(i) The general term in the expansion of \(\left( x - \frac{2}{x} \right)^6\) is given by \(T_r = \binom{6}{r} x^{6-r} \left( -\frac{2}{x} \right)^r\).

For the term to be independent of \(x\), the powers of \(x\) must cancel out, i.e., \(6 - r - r = 0\), which gives \(r = 3\).

Substituting \(r = 3\) into the general term, we get:

\(T_3 = \binom{6}{3} x^{6-3} \left( -\frac{2}{x} \right)^3 = 20 \cdot x^3 \cdot \left( -\frac{8}{x^3} \right) = -160\).

Thus, the term independent of \(x\) is \(-160\).

(ii) The term independent of \(x\) in the product \(\left( 2 + \frac{3}{x^2} \right) \left( x - \frac{2}{x} \right)^6\) is found by considering the contributions from both terms.
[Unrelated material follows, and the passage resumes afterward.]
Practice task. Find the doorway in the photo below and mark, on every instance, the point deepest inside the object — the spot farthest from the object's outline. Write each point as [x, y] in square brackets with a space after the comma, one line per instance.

First, find the term in \(\left( x - \frac{2}{x} \right)^6\) that results in \(x^2\):

\(T_r = \binom{6}{r} x^{6-r} \left( -\frac{2}{x} \right)^r\).

For \(x^2\), \(6 - r - r = 2\), which gives \(r = 2\).

Substituting \(r = 2\), we get:

\(T_2 = \binom{6}{2} x^{6-2} \left( -\frac{2}{x} \right)^2 = 15 \cdot x^4 \cdot \frac{4}{x^2} = 60x^2\).

Now, consider the product:

\(2 \cdot (-160) + \frac{3}{x^2} \cdot 60x^2 = -320 + 180 = -140\).

Thus, the term independent of \(x\) is \(-140\).